Вокруг Платонова сгруппировалось несколько человек, которые, как и он сам, собирались заниматься тем, что они считали публичной политикой. У Кости не было с этими людьми принципиальных разногласий — они большей частью соглашались с его предложениями, тем более что с ними согласился такой уважаемый человек, как Юрий Петрович.
Все проблемы начинались с того момента, как предложенная идея, подкрепленная уже планом действий и согласованным бюджетом, спускалась на уровень исполнителей. Костя впервые в полном объеме оценил, что означает отсутствие своей команды в большом проекте.
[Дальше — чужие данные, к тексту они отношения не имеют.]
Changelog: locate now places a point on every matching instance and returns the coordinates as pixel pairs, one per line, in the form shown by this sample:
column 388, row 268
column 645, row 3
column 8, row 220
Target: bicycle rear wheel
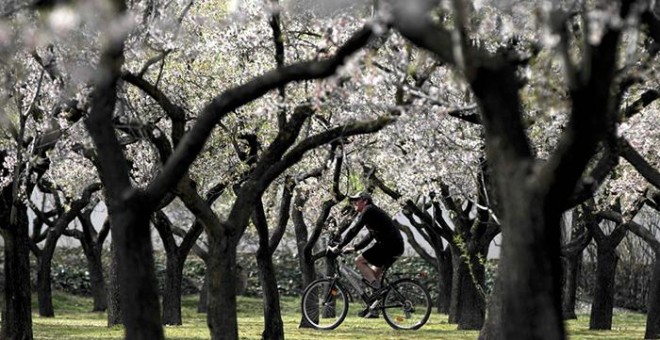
column 324, row 304
column 407, row 305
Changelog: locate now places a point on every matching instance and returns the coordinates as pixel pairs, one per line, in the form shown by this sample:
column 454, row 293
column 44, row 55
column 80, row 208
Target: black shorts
column 381, row 255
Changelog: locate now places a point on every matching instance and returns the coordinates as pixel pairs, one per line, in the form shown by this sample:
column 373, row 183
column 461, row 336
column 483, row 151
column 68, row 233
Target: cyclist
column 388, row 247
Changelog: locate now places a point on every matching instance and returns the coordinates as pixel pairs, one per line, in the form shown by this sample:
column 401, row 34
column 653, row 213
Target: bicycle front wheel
column 407, row 305
column 325, row 304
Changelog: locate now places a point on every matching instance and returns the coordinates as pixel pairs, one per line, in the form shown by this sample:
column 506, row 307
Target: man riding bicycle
column 389, row 243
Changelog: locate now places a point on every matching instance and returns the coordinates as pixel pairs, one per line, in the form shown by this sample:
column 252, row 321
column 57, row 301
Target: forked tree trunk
column 570, row 270
column 114, row 305
column 96, row 279
column 468, row 300
column 172, row 293
column 44, row 279
column 202, row 304
column 603, row 300
column 653, row 314
column 17, row 312
column 221, row 315
column 444, row 282
column 273, row 328
column 140, row 304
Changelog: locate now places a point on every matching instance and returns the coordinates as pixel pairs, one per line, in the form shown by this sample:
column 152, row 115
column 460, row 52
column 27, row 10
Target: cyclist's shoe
column 367, row 313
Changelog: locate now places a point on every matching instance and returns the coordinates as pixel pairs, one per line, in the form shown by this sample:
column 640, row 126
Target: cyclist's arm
column 364, row 242
column 353, row 230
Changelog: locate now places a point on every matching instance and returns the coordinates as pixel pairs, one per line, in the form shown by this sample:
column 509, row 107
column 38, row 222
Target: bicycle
column 405, row 303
И впервые осознал на своем печальном опыте, почему в России так трудно устроиться на работу, если ты устраиваешься не в иностранную компанию, живущую в России по большей части по тем же законам, по которым она живет во всем мире. На работу берут знакомых, лояльных, проверенных людей. На практике оказывается, что им тоже не всегда можно доверять, но незнакомым довериться совсем страшно.
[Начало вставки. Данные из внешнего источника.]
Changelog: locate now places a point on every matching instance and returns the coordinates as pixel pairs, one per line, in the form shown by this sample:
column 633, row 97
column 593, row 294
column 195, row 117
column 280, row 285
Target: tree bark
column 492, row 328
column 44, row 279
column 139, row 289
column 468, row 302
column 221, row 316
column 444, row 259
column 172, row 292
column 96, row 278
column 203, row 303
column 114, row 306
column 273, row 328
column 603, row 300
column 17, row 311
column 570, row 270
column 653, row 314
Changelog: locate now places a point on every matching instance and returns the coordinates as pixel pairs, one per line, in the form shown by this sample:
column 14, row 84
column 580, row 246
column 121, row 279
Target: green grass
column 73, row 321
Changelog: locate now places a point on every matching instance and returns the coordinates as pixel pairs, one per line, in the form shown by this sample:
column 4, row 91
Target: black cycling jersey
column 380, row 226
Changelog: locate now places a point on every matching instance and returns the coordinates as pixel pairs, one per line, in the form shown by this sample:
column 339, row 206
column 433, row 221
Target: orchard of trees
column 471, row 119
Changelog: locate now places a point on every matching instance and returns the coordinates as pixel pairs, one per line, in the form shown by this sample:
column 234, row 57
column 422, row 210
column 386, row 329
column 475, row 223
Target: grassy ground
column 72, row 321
У Кости не было времени создать свою команду, а существующая оказалась нелояльной и неэффективной. Он ни разу до этого не сталкивался с ситуацией, когда уже принятое решение нельзя было реализовать в поставленные сроки из-за нелояльности сотрудников. Решения, принятые до его появления, продолжали выполняться, и крупные города постепенно заполнялись радостно улыбающимися лицами новых лидеров псевдооппозиционной партии. Концерты продолжали планировать и уже договаривались о будущих площадках. «Посмотрите на это глазами избирателей, — взывал Костя, — почему они должны голосовать за этих довольных жизнью людей на плакатах. Чего бы им не радоваться, когда у них на троих больше тридцати миллиардов». «А вы хотите, чтобы они плакали, — спрашивали его, — это люди, добившиеся успеха. Отдавая свой голос за успех, ты сам приобщаешься к успеху».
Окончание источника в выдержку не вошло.